This is the argument put forward by Markus Jaeger, research fellow at DGAP (German Council on Foreign Relations) and an adjunct professor at Columbia University in New York, in this policy brief. According to the author, the EU and the United States should create a defensive economic security alliance to deal with the ‘economic security dilemma’ in the context of the current trend toward the weaponization of international economic relations. Such an alliance would harness the aggregate economic, financial and technological power of its members to deter third-party geo-economic (politically-motivated) coercion. If deterrence proves successful, it will help strengthen the rules-based international economic system. If it fails, it will nonetheless help limit the vulnerability of the alliance and its members to geo-economic coercion, while increasing the costs to potential coercers.

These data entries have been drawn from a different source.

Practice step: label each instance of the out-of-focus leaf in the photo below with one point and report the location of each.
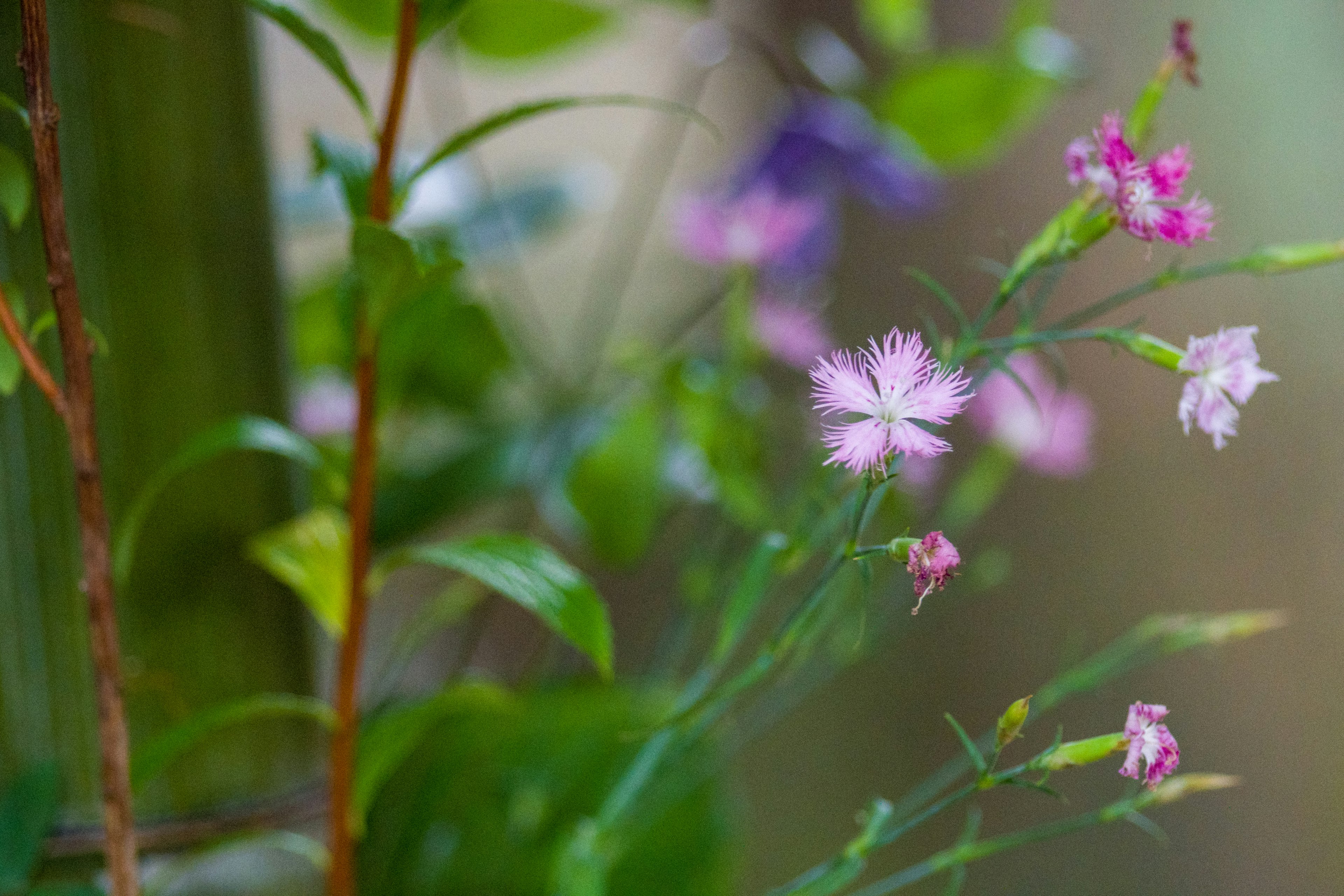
(961, 108)
(390, 272)
(378, 18)
(536, 578)
(617, 485)
(27, 811)
(439, 351)
(901, 26)
(752, 589)
(154, 757)
(238, 434)
(386, 741)
(521, 29)
(324, 51)
(311, 554)
(491, 125)
(490, 794)
(15, 187)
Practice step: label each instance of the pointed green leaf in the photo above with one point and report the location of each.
(521, 29)
(27, 811)
(238, 434)
(499, 121)
(536, 578)
(15, 187)
(154, 757)
(311, 554)
(324, 51)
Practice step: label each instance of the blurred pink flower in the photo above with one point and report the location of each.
(1226, 370)
(1151, 742)
(758, 229)
(1051, 434)
(890, 385)
(326, 406)
(1138, 189)
(932, 564)
(792, 334)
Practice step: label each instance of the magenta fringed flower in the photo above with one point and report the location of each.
(1151, 742)
(1140, 191)
(891, 386)
(1050, 429)
(760, 229)
(1226, 370)
(932, 564)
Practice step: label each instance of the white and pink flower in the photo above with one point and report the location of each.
(891, 385)
(1142, 191)
(1152, 743)
(1225, 373)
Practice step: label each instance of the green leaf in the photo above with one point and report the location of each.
(963, 108)
(536, 578)
(499, 121)
(393, 735)
(311, 554)
(390, 273)
(522, 29)
(752, 589)
(324, 51)
(616, 485)
(154, 757)
(27, 811)
(15, 187)
(17, 108)
(240, 434)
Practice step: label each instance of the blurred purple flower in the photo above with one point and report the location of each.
(1050, 434)
(1226, 370)
(326, 406)
(760, 227)
(792, 334)
(822, 148)
(1150, 742)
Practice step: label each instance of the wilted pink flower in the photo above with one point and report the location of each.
(792, 334)
(758, 229)
(1226, 369)
(326, 406)
(1152, 742)
(1049, 430)
(890, 385)
(1139, 189)
(932, 564)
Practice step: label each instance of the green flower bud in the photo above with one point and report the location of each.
(1080, 753)
(1277, 260)
(1011, 723)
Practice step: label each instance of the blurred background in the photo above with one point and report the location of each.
(566, 227)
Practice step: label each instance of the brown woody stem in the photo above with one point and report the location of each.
(29, 358)
(84, 453)
(363, 465)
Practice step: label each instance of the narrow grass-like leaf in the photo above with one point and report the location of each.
(238, 434)
(536, 578)
(499, 121)
(324, 51)
(154, 757)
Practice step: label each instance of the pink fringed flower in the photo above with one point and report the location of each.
(1139, 190)
(757, 229)
(1151, 742)
(1050, 429)
(326, 406)
(1226, 370)
(890, 385)
(932, 564)
(792, 334)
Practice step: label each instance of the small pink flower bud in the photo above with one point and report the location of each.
(932, 564)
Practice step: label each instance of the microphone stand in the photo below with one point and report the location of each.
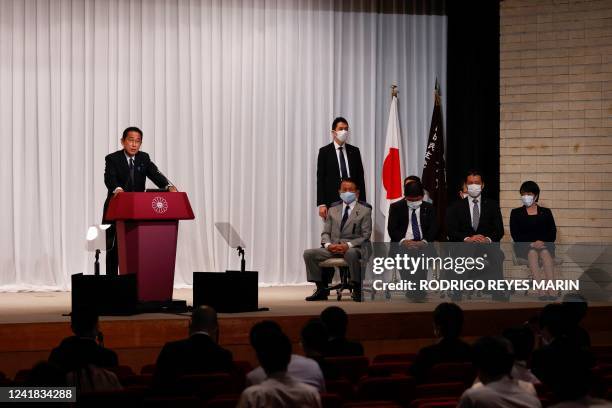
(242, 261)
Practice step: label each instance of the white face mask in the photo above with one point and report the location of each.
(413, 205)
(342, 135)
(474, 190)
(527, 200)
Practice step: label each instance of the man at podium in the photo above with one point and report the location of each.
(127, 170)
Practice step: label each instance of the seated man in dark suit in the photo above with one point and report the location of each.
(127, 170)
(336, 321)
(85, 347)
(197, 354)
(347, 230)
(412, 226)
(448, 323)
(477, 220)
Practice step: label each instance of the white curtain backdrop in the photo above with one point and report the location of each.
(234, 98)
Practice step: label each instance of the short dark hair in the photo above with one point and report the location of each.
(493, 356)
(448, 318)
(522, 340)
(83, 320)
(260, 329)
(339, 119)
(315, 335)
(473, 172)
(530, 187)
(413, 178)
(130, 129)
(336, 320)
(552, 318)
(273, 351)
(348, 180)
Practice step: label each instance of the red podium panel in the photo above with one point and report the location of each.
(147, 232)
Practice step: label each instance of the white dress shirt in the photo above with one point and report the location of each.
(409, 233)
(504, 393)
(301, 368)
(348, 170)
(280, 390)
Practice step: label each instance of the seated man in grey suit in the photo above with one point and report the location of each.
(347, 228)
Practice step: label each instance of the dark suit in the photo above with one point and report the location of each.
(398, 221)
(328, 173)
(526, 229)
(459, 226)
(75, 353)
(117, 174)
(198, 354)
(445, 351)
(399, 215)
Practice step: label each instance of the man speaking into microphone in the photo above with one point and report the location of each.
(126, 170)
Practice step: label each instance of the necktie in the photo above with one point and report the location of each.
(132, 173)
(344, 218)
(476, 215)
(343, 169)
(416, 234)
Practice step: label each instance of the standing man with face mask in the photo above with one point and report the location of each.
(127, 170)
(337, 160)
(347, 228)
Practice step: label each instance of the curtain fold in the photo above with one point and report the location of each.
(234, 98)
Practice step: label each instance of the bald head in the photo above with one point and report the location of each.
(204, 318)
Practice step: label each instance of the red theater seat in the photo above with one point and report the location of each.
(329, 400)
(452, 389)
(452, 372)
(341, 387)
(351, 368)
(388, 369)
(223, 401)
(397, 389)
(394, 357)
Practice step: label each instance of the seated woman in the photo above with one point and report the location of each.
(534, 232)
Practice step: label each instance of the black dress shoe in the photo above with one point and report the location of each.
(319, 294)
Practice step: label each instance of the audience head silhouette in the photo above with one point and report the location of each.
(492, 358)
(273, 350)
(204, 319)
(84, 322)
(448, 320)
(336, 321)
(314, 338)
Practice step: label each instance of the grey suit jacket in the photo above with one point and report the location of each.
(358, 227)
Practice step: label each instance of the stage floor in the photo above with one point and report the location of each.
(31, 307)
(32, 323)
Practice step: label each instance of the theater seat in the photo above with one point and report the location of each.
(397, 389)
(351, 368)
(451, 389)
(394, 357)
(452, 372)
(388, 369)
(171, 402)
(223, 401)
(341, 387)
(329, 400)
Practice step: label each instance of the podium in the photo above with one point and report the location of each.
(147, 232)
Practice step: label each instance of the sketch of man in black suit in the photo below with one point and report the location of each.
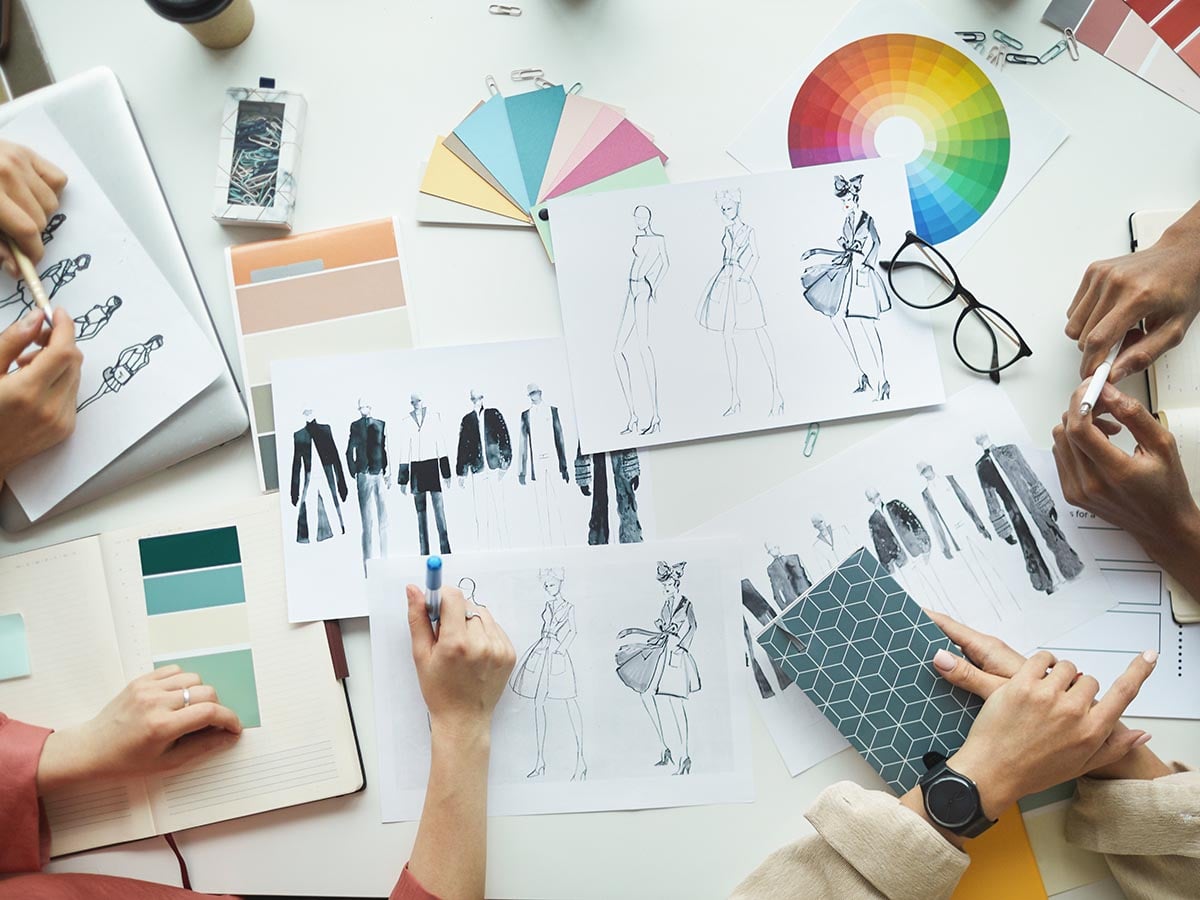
(1009, 485)
(366, 461)
(541, 448)
(592, 478)
(485, 453)
(316, 435)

The establishment of a transatlantic defensive economic security alliance would help deter third-party geo-economic aggression. Such an alliance should commit its members to providing economic assistance as well as coordinate retaliatory policies in case of geo-economic coercion targeting any of its members. A geo-economic attack is defined as a politically motivated discriminatory economic measure.
The policy brief sketches in a largely conceptual way what a transatlantic economic defense alliance might look like. Specifically, it lays out what the main pillars of such a regime should consist of, how policies should be designed to enhance the prospect of successful deterrence, and how America and Europe should address problematic issues related to alliance politics.
The policy brief is a publication of the Transatlantic Expert Group set up by the Bertelsmann Stiftung and the Bertelsmann Foundation in Washington, D.C.